"You see, university is a taste--and just a taste--of your responsibilities as an independent adult.”
It. Is. Not.
This comes up all the time on Rate Your Students, and I think your professorial readership is sadly, sadly mistaken on what the "real world" is like -- probably because they're in academia.
In the real world, bosses don't demand you have a doctor’s note if you call in sick. In the real world, companies don't have policies demanding you bring physical PROOF that you attended a funeral to prove you weren't lying about grandma's death.
In the real world, important meetings can be and are routinely changed because of scheduling problems or family disasters. In the real world, if my kid needs me at 2 p.m., I can go get him at 2 p.m. and make up those hours later. Not so in the university, where I’m marked "absent" and perhaps even marked down a grade for having the TEMERITY to go get a vomiting child who needs to see the doctor, NOW.
In the real world, I do not work for five or six different bosses who all insist their work is the most important I should be doing. The level of inefficiency this would create in the workplace would be staggering. My work is COORDINATED by my boss (not bosses) to ensure that 6 top priority items don't land on my desk all at once. And when 6 do? I share that work out with my colleagues and my boss and we all pull together to get it done. In academia, that’s called "cheating.”
At work, if I get a bad performance review, I work with my supervisor to fix those problems and improve my performance before my next review (rather like high school). At university, it's one and done. I get a C in the class, and I have no opportunity to improve it, ever. "In the real world, you won't get graded -you'll get fired." Hogwash. In the real world, when I screw up, I get TRAINED, because I cost tens of thousands of dollars in transition and training costs if the company fires and replaces me. It costs $30,000 in transition and training costs just to bring someone into a new secretarial position, let alone a professional position.

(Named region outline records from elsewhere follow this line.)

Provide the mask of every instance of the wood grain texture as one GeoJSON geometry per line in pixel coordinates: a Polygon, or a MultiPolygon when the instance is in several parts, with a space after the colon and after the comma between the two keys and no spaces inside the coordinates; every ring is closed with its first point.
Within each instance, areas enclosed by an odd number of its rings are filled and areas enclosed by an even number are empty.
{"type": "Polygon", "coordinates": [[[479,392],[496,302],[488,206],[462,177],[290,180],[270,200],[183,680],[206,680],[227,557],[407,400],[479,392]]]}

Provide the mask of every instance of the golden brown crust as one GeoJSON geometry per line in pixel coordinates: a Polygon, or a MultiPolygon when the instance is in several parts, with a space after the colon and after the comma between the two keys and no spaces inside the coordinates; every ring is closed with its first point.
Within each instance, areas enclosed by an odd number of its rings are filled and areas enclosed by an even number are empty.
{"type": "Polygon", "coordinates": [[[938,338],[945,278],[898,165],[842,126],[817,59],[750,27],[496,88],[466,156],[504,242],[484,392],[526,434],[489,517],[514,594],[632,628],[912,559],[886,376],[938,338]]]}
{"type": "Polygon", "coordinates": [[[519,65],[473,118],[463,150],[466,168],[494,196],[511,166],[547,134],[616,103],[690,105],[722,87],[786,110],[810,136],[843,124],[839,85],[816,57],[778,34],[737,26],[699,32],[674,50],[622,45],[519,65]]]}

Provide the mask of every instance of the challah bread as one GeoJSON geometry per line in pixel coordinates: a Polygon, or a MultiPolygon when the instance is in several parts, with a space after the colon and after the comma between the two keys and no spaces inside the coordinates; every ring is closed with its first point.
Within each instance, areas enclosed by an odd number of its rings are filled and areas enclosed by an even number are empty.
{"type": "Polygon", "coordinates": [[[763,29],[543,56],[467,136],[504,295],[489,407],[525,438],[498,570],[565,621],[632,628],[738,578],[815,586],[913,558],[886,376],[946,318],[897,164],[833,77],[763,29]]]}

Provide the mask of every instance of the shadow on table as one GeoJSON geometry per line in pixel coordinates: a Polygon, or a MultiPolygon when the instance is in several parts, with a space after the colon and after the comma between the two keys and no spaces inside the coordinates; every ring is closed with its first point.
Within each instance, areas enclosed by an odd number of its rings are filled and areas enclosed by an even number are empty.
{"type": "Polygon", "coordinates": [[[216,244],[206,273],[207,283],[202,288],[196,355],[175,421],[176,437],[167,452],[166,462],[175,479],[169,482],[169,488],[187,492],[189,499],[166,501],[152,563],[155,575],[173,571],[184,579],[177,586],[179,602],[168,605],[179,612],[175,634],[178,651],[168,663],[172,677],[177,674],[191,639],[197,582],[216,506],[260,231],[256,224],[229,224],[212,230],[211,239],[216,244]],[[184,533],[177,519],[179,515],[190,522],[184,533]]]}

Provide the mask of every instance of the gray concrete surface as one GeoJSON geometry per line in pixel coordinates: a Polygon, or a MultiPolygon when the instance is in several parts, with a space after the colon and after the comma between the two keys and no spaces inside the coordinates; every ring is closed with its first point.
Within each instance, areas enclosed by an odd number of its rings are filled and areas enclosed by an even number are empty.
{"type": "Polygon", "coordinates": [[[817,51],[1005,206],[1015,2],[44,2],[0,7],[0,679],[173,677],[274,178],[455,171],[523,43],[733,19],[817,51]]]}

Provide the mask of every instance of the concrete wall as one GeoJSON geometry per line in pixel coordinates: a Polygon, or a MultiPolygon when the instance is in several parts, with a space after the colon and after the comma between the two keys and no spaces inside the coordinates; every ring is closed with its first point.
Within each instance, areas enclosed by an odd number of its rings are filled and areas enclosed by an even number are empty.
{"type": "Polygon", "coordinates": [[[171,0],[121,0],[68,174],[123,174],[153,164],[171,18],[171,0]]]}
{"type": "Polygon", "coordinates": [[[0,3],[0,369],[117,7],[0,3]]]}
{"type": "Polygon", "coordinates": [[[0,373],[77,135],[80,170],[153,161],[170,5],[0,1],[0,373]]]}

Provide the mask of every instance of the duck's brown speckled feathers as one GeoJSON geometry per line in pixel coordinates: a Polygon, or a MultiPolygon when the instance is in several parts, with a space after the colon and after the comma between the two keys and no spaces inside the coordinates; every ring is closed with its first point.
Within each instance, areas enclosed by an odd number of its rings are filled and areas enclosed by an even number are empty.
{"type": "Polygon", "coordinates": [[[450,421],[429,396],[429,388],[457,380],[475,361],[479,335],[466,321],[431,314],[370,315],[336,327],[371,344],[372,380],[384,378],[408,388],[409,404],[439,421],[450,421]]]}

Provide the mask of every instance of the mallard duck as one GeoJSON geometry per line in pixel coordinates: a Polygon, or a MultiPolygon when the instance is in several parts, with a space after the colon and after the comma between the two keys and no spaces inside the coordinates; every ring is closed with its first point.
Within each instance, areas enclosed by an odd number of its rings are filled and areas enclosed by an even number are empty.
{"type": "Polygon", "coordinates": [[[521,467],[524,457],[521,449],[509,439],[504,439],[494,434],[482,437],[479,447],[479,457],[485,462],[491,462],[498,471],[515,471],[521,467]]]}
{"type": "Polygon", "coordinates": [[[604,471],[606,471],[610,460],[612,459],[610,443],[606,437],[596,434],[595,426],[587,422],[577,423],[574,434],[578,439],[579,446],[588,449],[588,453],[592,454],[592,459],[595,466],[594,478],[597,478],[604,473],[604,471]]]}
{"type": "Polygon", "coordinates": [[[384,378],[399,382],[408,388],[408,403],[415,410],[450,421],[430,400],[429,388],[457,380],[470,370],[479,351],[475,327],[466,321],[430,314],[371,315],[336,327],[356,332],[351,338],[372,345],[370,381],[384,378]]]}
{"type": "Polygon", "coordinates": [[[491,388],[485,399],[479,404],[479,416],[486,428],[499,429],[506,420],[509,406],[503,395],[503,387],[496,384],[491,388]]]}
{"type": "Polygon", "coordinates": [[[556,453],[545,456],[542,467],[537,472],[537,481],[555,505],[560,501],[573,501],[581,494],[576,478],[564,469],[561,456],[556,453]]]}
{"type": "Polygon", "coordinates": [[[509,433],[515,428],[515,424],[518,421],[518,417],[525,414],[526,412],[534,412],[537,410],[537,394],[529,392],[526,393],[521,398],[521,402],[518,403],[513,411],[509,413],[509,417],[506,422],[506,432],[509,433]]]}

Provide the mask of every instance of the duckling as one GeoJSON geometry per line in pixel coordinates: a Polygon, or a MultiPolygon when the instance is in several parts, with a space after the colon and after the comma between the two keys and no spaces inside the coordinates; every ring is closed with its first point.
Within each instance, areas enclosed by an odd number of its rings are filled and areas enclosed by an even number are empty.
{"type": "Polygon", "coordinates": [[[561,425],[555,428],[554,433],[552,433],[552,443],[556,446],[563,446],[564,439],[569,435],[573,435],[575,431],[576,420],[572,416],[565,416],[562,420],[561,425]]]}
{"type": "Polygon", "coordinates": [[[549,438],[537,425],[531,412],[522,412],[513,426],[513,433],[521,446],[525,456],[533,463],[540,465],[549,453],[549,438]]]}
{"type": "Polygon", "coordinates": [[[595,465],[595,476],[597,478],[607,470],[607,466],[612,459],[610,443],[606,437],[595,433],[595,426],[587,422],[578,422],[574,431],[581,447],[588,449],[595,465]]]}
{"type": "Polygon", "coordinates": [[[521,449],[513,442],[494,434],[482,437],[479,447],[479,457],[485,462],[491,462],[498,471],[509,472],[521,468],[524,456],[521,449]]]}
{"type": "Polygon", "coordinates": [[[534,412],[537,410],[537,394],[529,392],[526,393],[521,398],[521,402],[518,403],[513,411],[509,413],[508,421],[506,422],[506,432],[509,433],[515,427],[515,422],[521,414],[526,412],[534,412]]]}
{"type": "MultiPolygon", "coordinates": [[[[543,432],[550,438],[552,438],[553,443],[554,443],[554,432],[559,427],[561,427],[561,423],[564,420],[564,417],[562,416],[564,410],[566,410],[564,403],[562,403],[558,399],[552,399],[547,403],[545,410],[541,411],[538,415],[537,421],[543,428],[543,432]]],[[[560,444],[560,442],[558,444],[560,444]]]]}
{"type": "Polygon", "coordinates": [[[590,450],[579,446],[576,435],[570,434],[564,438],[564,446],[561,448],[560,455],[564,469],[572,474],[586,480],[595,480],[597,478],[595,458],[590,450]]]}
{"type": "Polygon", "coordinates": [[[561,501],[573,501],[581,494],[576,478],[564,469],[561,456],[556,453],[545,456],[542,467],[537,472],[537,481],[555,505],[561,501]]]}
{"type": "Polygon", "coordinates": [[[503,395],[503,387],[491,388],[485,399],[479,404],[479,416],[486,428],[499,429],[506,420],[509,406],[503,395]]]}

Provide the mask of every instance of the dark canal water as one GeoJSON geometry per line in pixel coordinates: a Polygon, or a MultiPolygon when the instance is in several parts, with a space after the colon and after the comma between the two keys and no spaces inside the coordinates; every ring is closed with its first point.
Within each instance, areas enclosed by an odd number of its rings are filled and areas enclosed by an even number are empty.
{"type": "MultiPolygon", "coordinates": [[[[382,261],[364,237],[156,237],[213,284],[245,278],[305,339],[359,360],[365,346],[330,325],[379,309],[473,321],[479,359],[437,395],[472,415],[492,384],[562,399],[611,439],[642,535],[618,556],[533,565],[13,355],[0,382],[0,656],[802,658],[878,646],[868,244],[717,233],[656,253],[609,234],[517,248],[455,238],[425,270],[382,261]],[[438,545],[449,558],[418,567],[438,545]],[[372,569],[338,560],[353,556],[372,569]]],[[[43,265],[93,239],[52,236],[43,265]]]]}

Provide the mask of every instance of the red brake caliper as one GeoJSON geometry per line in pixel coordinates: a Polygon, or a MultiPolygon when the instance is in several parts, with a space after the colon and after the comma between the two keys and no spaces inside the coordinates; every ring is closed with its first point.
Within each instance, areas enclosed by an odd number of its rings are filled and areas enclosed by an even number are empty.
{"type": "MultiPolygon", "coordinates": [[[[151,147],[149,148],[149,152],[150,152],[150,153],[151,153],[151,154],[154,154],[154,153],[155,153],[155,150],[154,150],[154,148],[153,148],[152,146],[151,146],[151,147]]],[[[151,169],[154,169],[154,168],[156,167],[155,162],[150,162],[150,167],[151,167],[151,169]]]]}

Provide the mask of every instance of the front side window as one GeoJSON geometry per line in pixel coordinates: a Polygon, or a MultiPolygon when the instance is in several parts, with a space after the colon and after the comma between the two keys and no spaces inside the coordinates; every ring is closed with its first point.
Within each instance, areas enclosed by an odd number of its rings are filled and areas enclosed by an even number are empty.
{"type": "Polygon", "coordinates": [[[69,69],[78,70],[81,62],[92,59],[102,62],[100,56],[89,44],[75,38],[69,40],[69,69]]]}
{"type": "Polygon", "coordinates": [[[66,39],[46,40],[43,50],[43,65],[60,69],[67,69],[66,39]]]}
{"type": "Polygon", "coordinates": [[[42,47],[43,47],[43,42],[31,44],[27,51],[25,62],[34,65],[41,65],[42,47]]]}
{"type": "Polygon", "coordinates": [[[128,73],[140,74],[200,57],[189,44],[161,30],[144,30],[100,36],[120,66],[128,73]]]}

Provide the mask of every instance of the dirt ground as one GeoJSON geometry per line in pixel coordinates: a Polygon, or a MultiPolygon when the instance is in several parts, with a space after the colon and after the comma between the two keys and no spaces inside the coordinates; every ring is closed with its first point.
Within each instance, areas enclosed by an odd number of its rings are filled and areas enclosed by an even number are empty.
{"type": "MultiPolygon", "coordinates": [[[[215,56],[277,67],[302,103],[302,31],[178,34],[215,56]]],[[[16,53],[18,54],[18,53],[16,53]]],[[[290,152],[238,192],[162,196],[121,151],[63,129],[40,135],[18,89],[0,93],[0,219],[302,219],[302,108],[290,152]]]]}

At the university, *I'm* the one paying the costs, so you have no incentive to train me to do better. I don't have a different supervisor every six months who slaps a label on my work and doesn't give a rat's ass what happens next because they never see me again. Many university students are badly behaved and treat college as a four-year bar tab. I get that. I saw that. And it's not even really their fault, because corporate America is suffering from diploma creep that requires people to have BAs to do jobs trained monkeys can do. They really are there just to get their credentials so they can get a job in which they will never use them. They're putting in time. But for professors to pretend that college even VAGUELY RESEMBLES the real world for students is staggeringly ignorant of the realities of the world outside the academy. The university treats students like they are in high school (mandatory attendance, doctor's notes, etc.) and whines that they don't act like adults, and then on top of that adds all these rules and arcane that ONLY apply to the university, and then has the breathtaking arrogance to claim this is "the real world" and students better get used to it.
There’s a reason C students do better in "the real world." Those kids who are driving you bat-shit and socializing and schmoozing and trying to wheel and deal you are going to grow up to be CEOs and top executives and bishops and PRESIDENT OF THE UNITED STATES.
Your A students are going to be miserably overworked lawyers suffering from depression or alcoholism, or doctors trying frantically to jump ship before the insurance companies destroy the entire profession, or adjunct professors trying desperately to claw their way back into academia where they're GOOD at things, because the real world? Not so much their thing.
What you do matters. Knowledge for its own sake is a glorious thing, and of course a liberal arts education is the education needed to be a functioning member of a free society. I have nothing against the university. I loved it. But FOR GOD'S SAKE, stop insisting the academy is the real world.